The memo, written by Office of Management and Budget director Shalanda Young and first seen and reported on by Reuters, applies to all federal agencies as well as contractors employed by those agencies.
The document noted that exceptions must be granted by an agency head and must pertain to law enforcement activities, security research activities and national security interests and activities.
Previous TikTok bans enacted by state governments and within individual federal agencies have followed concerns that TikTok, owned by the Chinese company ByteDance, could be compelled to share user data with the Chinese government.
In December, Congress passed legislation prohibiting federal employees from using the app on government-owned devices and mandated the Biden administration issue agency directives within a 60-day period.

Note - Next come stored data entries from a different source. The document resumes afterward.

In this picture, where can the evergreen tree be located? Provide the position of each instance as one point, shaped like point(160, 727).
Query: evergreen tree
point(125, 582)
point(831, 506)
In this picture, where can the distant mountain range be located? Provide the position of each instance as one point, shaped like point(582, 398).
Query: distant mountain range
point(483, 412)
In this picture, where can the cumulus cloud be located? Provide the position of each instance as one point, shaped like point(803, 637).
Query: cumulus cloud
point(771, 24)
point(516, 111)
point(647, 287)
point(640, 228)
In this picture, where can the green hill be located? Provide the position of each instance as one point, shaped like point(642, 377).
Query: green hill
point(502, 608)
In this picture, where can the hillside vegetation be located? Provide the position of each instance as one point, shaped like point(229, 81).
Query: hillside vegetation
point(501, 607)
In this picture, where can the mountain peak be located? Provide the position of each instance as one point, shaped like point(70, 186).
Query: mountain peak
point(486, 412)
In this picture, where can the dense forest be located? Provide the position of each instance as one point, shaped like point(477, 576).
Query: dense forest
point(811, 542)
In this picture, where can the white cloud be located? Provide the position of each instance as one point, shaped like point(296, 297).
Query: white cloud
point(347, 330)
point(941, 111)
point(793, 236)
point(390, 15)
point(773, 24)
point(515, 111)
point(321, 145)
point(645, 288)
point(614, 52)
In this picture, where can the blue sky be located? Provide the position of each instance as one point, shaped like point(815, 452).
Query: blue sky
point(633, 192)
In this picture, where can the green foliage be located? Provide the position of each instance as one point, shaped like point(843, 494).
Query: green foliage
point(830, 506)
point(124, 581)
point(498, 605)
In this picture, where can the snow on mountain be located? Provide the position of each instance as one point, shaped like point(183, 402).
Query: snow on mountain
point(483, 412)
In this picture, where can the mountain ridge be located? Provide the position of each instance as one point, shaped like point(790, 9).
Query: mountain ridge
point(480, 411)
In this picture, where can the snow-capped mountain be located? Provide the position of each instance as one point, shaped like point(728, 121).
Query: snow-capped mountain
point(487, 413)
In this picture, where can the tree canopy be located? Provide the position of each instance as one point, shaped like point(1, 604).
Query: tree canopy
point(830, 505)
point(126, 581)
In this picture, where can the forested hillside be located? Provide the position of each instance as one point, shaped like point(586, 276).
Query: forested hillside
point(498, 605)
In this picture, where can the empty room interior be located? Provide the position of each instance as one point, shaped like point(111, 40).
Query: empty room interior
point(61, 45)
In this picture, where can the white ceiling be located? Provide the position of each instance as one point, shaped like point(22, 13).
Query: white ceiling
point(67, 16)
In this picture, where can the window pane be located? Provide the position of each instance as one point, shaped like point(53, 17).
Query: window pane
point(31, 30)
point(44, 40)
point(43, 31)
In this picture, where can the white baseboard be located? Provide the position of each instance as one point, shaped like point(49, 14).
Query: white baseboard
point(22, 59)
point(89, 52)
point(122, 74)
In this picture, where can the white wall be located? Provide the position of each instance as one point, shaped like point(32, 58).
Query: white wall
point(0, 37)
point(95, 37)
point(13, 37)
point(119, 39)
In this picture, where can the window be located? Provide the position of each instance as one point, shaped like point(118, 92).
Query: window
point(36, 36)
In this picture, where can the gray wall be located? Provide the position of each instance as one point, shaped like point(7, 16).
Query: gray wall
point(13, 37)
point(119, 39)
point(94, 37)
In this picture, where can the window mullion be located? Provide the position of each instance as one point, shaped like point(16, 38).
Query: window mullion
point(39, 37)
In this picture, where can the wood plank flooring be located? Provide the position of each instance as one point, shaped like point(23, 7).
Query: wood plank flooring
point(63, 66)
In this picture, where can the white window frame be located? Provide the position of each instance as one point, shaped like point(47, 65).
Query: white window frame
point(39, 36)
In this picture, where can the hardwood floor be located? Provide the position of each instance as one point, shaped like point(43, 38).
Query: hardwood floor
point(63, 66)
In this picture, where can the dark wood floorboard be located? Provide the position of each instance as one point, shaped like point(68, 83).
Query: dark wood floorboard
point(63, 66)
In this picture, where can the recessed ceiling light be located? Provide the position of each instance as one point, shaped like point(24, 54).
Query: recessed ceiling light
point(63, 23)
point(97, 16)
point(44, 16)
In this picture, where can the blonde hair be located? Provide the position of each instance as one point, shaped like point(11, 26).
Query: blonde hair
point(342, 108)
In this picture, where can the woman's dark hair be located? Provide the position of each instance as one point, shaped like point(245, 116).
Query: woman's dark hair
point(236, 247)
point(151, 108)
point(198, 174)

Congress is currently debating bills that would ban TikTok in the United States, which some consider would be ineffective “at best” or even result in the deployment of surveillance technology akin to what the Chinese government uses.
“This was certainly expected, and it’s actually a little surprising that it wasn’t specified when the ban on TikTok was originally announced,” said Mike Parkin, senior technical engineer at Vulcan Cyber. “While most individuals’ viewing habits aren’t especially interesting, having mass aggregated data can be very useful for deploying social media campaigns.”
From Parkin’s perspective, however, there are going to be multiple challenges when it comes to enforcing the ban.
“Users often find ways to sneak applications onto company-owned devices, even when there are policy enforcement tools installed,” he said. “Plus, the ban is unlikely to impact user-owned kit, which can be a concern in some government environments where it is allowed.”
Chris Vaughan, area vice president of technical account management for Tanium, said this latest step at the federal level indicates a comprehensive approach is needed.
“Chinese intelligence tactics are fueled by the sustained collection of user data such as commerce and purchasing information combined with biometrics and activity tracking. That feeds detailed intelligence for operations with longer-term objectives,” he said.
Vaughan explained that such data can deliver targeted, timely psychological insights that can be used for operations against individuals or groups of citizens.
“We have seen this during election cycles and politically charged events in recent years,” he said. “This move raises the question of the extent to which Chinese influence is acceptable when it comes to national infrastructure and everyday life.”
Andrew Barratt, vice president at Coalfire, pointed out that numerous agencies have voiced concerns about the amount of data that TikTok is gathering, as well as the potential for its use in misinformation campaigns in the long term.
“TikTok, like many other social media platforms, harvests tons of personal data, but the potential from an agency perspective is that this could then be used to target key personnel with various streams of information as well as track their behavior and content,” he said.
Barratt explained that social media apps are very pervasive and do harvest a lot of data from the devices on which they reside.
“The question is if the controlling entity uses them for potential state-sponsored espionage activity,” he said. “If you combine that with the fact that the entity owning TikTok is a joint venture with the Chinese government, it creates a risk that is typically unacceptable to federal agencies.”
Concerns have increased in the West in recent months, and the use of Chinese surveillance technology has been restricted, with the European Commission banning the use of TikTok on devices used by its employees and those contracted by the EU.
“We have also seen reports of Chinese initiatives to influence politicians through lobbying and donations, as well as through the spread of disinformation through social media,” Vaughan said.
He also pointed to Russia’s use of information operations during the 2016 U.S. presidential election and the UK’s Brexit referendum.
“China’s focus, meanwhile, has been on the theft of intellectual property, but there are indications they may look to information and influence operations to advance its strategic goals,” Vaughan said.
From his perspective, such instances must be met head-on by the U.S. and other western political leaders.
“This ban begins to reflect that realization,” he said.